Prazo para emendas ao Orçamento de 2021 acaba nesta segunda

Aprovação final do texto deve acontecer até 24 de março, segundo o Cronograma definido pela Comissão Mista de Orçamento (CMO)

Chega ao fim, nesta segunda-feira (1º/3), o prazo para parlamentares apresentarem emendas ao Orçamento Geral da União de 2021 (PLN 28/2020). De acordo com cronograma definido pela Comissão Mista de Orçamento (CMO), o texto final deve ser votado pelo plenário do Congresso Nacional em 24 de março.

O relatório preliminar da proposta e o parecer sobre a receita de 2021 estão previstos para serem votados na quarta-feira (3/3).

Os relatórios setoriais da despesa serão votados entre os dias 15 e 19 de março. Já o relatório geral sobre o orçamento será votado até 23 de março, na CMO, para que a votação final do texto no plenário ocorra no dia seguinte.

Segundo o texto atual do Orçamento, cada deputado ou senador com mandato vigente poderá apresentar até R$ 16.279.986, em emendas individuais impositivas ao Orçamento, divisível em até 25 sugestões por parlamentar. O cálculo foi feito ainda no ano passado pelas consultorias de Orçamento do Congresso Nacional.

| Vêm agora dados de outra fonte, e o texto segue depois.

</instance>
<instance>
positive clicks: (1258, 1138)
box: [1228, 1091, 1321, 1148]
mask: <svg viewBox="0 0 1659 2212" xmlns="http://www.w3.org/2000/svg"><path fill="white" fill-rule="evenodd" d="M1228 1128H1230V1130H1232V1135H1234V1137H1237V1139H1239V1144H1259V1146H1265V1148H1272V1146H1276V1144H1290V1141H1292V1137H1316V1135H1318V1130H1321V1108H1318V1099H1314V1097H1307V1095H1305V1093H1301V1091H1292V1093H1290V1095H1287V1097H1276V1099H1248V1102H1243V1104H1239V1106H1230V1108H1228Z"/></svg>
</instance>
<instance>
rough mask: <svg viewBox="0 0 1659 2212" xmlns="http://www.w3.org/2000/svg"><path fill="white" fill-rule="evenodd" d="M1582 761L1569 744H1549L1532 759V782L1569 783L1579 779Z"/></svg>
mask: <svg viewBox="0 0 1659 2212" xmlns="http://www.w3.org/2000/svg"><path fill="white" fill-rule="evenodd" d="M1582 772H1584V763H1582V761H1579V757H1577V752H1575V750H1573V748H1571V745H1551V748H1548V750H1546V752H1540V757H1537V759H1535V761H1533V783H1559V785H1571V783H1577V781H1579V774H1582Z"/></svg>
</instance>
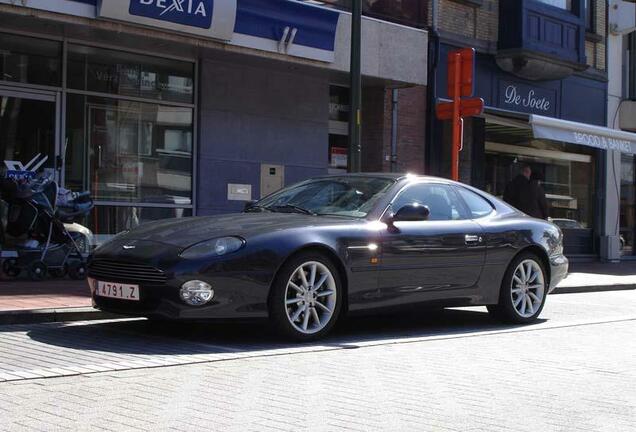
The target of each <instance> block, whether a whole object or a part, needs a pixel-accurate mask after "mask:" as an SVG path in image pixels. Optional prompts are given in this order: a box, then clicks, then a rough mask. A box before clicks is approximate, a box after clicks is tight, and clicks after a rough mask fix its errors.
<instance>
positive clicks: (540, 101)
mask: <svg viewBox="0 0 636 432" xmlns="http://www.w3.org/2000/svg"><path fill="white" fill-rule="evenodd" d="M498 105H499V107H500V108H504V109H507V110H510V111H518V112H524V113H529V114H539V115H547V116H554V115H555V114H556V94H555V92H554V91H552V90H547V89H543V88H540V87H531V86H528V85H525V84H520V83H510V82H507V81H501V82H500V83H499V104H498Z"/></svg>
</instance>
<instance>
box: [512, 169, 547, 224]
mask: <svg viewBox="0 0 636 432" xmlns="http://www.w3.org/2000/svg"><path fill="white" fill-rule="evenodd" d="M504 201H506V202H507V203H508V204H510V205H512V206H514V207H516V208H517V209H519V210H521V211H522V212H524V213H525V214H527V215H528V216H532V217H535V218H538V219H547V218H548V204H547V200H546V197H545V191H544V190H543V187H542V186H541V174H540V173H538V172H536V173H533V172H532V168H531V167H530V165H527V164H526V165H524V166H523V167H522V169H521V174H519V175H518V176H517V177H515V178H514V179H513V180H512V181H511V182H510V183H508V186H506V191H505V192H504Z"/></svg>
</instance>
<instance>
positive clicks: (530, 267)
mask: <svg viewBox="0 0 636 432" xmlns="http://www.w3.org/2000/svg"><path fill="white" fill-rule="evenodd" d="M545 292H546V290H545V279H544V277H543V270H542V269H541V266H540V265H539V264H538V263H537V262H536V261H534V260H531V259H527V260H524V261H522V262H521V263H520V264H519V265H518V266H517V268H516V269H515V272H514V273H513V276H512V287H511V292H510V295H511V296H512V305H513V307H514V308H515V311H516V312H517V313H518V314H519V316H521V317H523V318H530V317H531V316H533V315H534V314H535V313H536V312H537V311H538V310H539V308H541V304H542V303H543V297H544V296H545Z"/></svg>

Pelo menos metade dos recursos das emendas individuais deverá ser destinado à saúde, de acordo com a Constituição. Hoje é o prazo final para que essas emendas sejam apresentadas, e o governo federal é obrigado a executar as que foram aprovadas na CMO.

Já as emendas que forem apresentadas por bancadas estaduais, com garantia de execução e contingenciamento proporcional, ficam limitadas ao valor de R$ 241.460.468 por unidade da Federação.

Atraso na CMO
Neste ano, a CMO é presidida pela deputada Flávia Arruda (PL-DF), com relatoria do senador Márcio Bittar (MDB-AC). Desta vez, os parlamentares terão menos de 50 dias para analisar a proposta de Lei Orçamentária Anual (PLOA).

Segundo a Constituição, a PLOA deve ser enviada pelo poder Executivo ao Congresso Nacional até 31 de agosto do ano anterior, e os parlamentares devem entregar o texto votado para sanção presidencial até 22 de dezembro.

O Executivo entregou a proposta dentro do prazo estipulado, mas com a pandemia da Covid-19, as eleições municipais, as disputas internas pelo comando da CMO, e as articulações em torno da presidência da Câmara e do Senado, atrasaram a análise do orçamento entre os parlamentares. Com isso, a CMO sequer foi instalada em 2020, o que só aconteceu em fevereiro deste ano.

Apesar de prever um prazo para a votação do orçamento, a Constituição não especifica o que acontece caso ocorra atrasos.

Em contrapartida ao atraso na aprovação do orçamento de 2021, o presidente da República, Jair Bolsonaro, editou o Decreto nº 10.625, que limitou ainda mais os gastos do governo até que a proposta seja aprovada pelo Congresso Nacional. Os gastos discricionários dos ministérios — que incluem custeio da máquina pública e investimentos — ficaram restritos a um dezoito avos do valor previsto para cada órgão.

Essa alteração significa que, em vez de poderem gastar mensalmente o valor previsto para o ano dividido por 12, os ministérios ficarão autorizados a liberar despesas no valor do ano dividido por 18, o que representa uma restrição ainda mais severa.

O decreto também assegurou os créditos para custear o ingresso do Brasil no Instrumento de Acesso Global de Vacinas Covid-19 (Covax Facility), no valor de R$ 1,6 bilhão, e o crédito extraordinário que destinou mais de R$ 19 bilhões para as ações emergenciais de vacinação da população.